Love the folks in front of you–Neighborliness in 2023
In my little book, The Seven Whispers, Spiritual Practice for Times like These, each “whisper” is an instruction that came to me over the course of several months.This is an exploration of one whisper: Love the folks in front of you.
Love the folks in front of you means to develop relationships with the people clustered around our lives: the folks in the apartment hallway, adjacent work cubicles, or up and down the street. We call this neighborliness, and I see it as the foundational building block of community, civility, and sometimes, survival.

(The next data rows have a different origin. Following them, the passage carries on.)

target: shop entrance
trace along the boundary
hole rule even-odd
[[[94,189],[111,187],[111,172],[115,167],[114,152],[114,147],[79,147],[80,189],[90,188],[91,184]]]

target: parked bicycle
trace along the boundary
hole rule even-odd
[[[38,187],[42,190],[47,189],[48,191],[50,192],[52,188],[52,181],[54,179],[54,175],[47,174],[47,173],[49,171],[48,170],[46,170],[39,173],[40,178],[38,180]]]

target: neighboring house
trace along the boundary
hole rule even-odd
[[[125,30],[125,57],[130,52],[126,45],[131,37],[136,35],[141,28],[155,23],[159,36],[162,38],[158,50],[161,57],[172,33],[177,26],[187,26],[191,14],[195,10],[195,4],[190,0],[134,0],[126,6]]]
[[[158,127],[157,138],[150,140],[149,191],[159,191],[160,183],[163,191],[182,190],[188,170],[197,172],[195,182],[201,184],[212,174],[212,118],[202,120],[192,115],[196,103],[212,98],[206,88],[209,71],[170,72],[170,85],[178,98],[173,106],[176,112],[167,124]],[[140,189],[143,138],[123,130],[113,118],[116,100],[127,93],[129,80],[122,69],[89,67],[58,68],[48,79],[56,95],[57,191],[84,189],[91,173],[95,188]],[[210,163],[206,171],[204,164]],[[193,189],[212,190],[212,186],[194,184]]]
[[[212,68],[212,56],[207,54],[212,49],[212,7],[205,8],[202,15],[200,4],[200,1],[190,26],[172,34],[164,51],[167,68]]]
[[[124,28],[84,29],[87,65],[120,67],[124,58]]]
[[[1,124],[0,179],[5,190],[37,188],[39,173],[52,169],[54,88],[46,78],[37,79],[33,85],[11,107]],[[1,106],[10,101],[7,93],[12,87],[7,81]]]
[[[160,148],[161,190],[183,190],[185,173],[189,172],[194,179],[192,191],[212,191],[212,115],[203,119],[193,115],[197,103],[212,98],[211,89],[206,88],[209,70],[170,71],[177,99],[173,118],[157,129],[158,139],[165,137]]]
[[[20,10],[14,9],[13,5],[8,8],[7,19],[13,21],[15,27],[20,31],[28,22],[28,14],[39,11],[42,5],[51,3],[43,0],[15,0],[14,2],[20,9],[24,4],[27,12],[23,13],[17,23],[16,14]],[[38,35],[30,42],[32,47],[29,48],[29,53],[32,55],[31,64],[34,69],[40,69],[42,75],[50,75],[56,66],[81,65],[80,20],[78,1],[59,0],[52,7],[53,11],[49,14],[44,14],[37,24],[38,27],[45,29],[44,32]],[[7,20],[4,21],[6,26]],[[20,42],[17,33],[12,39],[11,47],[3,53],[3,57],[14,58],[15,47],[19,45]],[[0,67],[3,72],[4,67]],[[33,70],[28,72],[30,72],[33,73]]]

Neighborliness is the recognition that we need each other, that we are interdependent, and that local good-will is the foundation for how we navigate where we live and work. Neighborliness is practice in friendliness. Neighborliness is built on little gestures that signal acknowledgement: to wave, to smile and say hello, to open doors and close gates, to compliment one another, to say please and thank you.

A little work party gets us together.
Though not always humming Mr. Rogers’ theme song, I often feel “It’s a beautiful day in the neighborhood.” Neighbors are a motley crew determined by who has bought or rented (or tented) next to one another. This happenstance insures that we will have opportunities to reckon with diversity, division, and difference. A friend who serves on her neighborhood’s HOA (homeowners’ association) board, has a placard on her desk that reads: “Neighbor is not a geographic term, it’s a moral obligation.” Seeing that, everything I believe about the necessity of “Love the folks in front of you,” snapped into focus.
I live at the island edge of the Seattle metropolitan area. My neighborhood has close friends, congenial acquaintances, folks who keep to themselves, folks who think everything should go their way. We have a range of differences and

Neighborliness keeps us out of hot water. Have tea instead.
judgment can burst forth unexpectedly. But here’s the essential question about neighborliness: if I see a need, do I move toward it or away? And here’s my answer: there is no one I would hesitate to help. And the other good news: I think every person in my neighborhood would choose to move toward helping. Mutuality survives our foibles and misunderstandings.
Writing this, I acknowledge it is privilege to live with assumptions of mutual aid. I am awash with grief over our societal disarray, the shouts and insults and prejudice, misuses of power, escalating violence. Families are mourning dead children, siblings, parents.
Carlton Winfrey, an African American journalist, writes in his column after the death of Tyre Nichols, “To convey to those not in my skin the trauma of having another Black man killed by police in America is too much.” He’s right, I cannot apprehend his pain, the pain of his race, his daily fear that neighborliness has completely broken down—now not only between the races, but within the Black community. Terror. Being beaten to death and not rendered aid. How can “Love the folks in front of you” have any meaning when tasers and fists override pleas for mercy?
We are all in trauma, though only some of us are bloodied. I wish with all my soul that I could even out the imbalances of race, caste, economy, supremacy and redistribute these things into a more just society. I am doing what I can with the size of life and influence I have been given. It’s not enough: it is something. And that is moral obligation: to exert ourselves, to look up, around, greet, pay attention, tend at whatever level of engagement and size our lives are. Maybe it’s a school classroom, or a wing in the nursing home. Be with the folks in front of you. Love anyway. Love anyway you can.